Giter VIP home page Giter VIP logo

Comments (11)

wuyukai avatar wuyukai commented on May 20, 2024 1

This fix works for me. @gcarleo
Thanks everyone!

from netket.

femtobit avatar femtobit commented on May 20, 2024

I cannot reproduce the crash on my machine and therefore did not investigate this thoroughly, however, I have a suspicion:

The crash could be related to the class MatrixReplacement and the fact that it stores a member of type Eigen::MatrixXcd: According to the Eigen documentation

fixed-size vectorizable Eigen objects must absolutely be created at 16-byte-aligned locations, otherwise SIMD instructions addressing them will crash.

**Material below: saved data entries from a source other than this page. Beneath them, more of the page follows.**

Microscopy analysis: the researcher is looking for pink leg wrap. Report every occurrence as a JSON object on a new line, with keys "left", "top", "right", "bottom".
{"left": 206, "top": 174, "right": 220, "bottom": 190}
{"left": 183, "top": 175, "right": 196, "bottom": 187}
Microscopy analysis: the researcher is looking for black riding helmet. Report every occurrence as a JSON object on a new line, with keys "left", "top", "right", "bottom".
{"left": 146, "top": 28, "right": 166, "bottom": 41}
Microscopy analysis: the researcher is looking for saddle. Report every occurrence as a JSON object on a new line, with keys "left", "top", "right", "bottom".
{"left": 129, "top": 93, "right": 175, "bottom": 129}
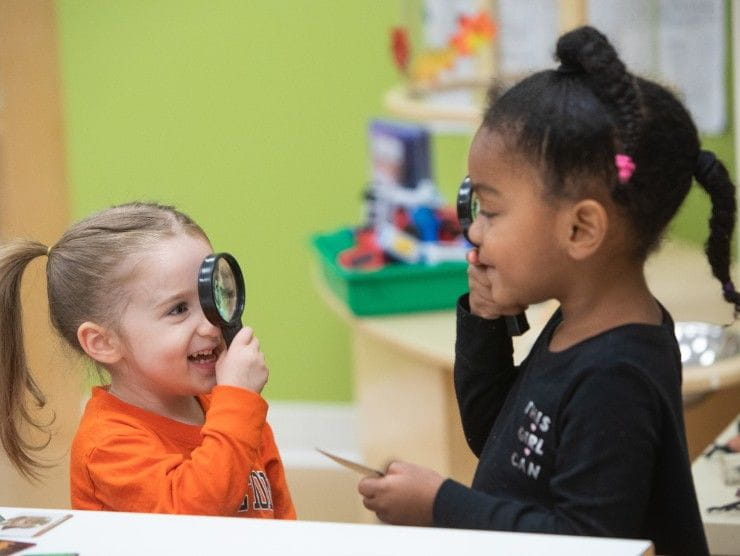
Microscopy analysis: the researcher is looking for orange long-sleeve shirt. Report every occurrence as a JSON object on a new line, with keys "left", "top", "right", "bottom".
{"left": 71, "top": 385, "right": 295, "bottom": 519}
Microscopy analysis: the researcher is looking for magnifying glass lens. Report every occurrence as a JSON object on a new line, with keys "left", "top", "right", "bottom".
{"left": 470, "top": 193, "right": 480, "bottom": 223}
{"left": 214, "top": 257, "right": 238, "bottom": 321}
{"left": 198, "top": 252, "right": 245, "bottom": 347}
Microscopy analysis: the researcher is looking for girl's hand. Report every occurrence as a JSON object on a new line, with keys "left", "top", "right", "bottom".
{"left": 467, "top": 249, "right": 527, "bottom": 319}
{"left": 357, "top": 461, "right": 445, "bottom": 526}
{"left": 215, "top": 327, "right": 268, "bottom": 393}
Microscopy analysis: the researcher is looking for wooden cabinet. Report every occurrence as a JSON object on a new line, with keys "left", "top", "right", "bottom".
{"left": 0, "top": 0, "right": 81, "bottom": 508}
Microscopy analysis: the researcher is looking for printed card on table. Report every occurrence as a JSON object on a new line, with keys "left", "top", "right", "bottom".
{"left": 0, "top": 539, "right": 36, "bottom": 555}
{"left": 316, "top": 448, "right": 385, "bottom": 477}
{"left": 0, "top": 512, "right": 72, "bottom": 538}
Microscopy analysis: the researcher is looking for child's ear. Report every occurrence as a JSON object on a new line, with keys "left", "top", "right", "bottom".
{"left": 77, "top": 322, "right": 122, "bottom": 365}
{"left": 561, "top": 199, "right": 608, "bottom": 260}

This is not guaranteed for class member variables. This problem can be solved by specifying the EIGEN_MAKE_ALIGNED_OPERATOR_NEW macro within the class body.

I cannot test this on my machine right now (since I cannot reproduce the crash), but could you check whether making this change fixes the crash for you?

from netket.

gcarleo avatar gcarleo commented on May 20, 2024

Thank you @wuyukai for the bug report, and thanks a lot @femtobit for looking into this!
I think this might be the likely source of the issue. Indeed on my machines I wasn't able to reproduce the bug, and it is most likely compiler/cpu-related.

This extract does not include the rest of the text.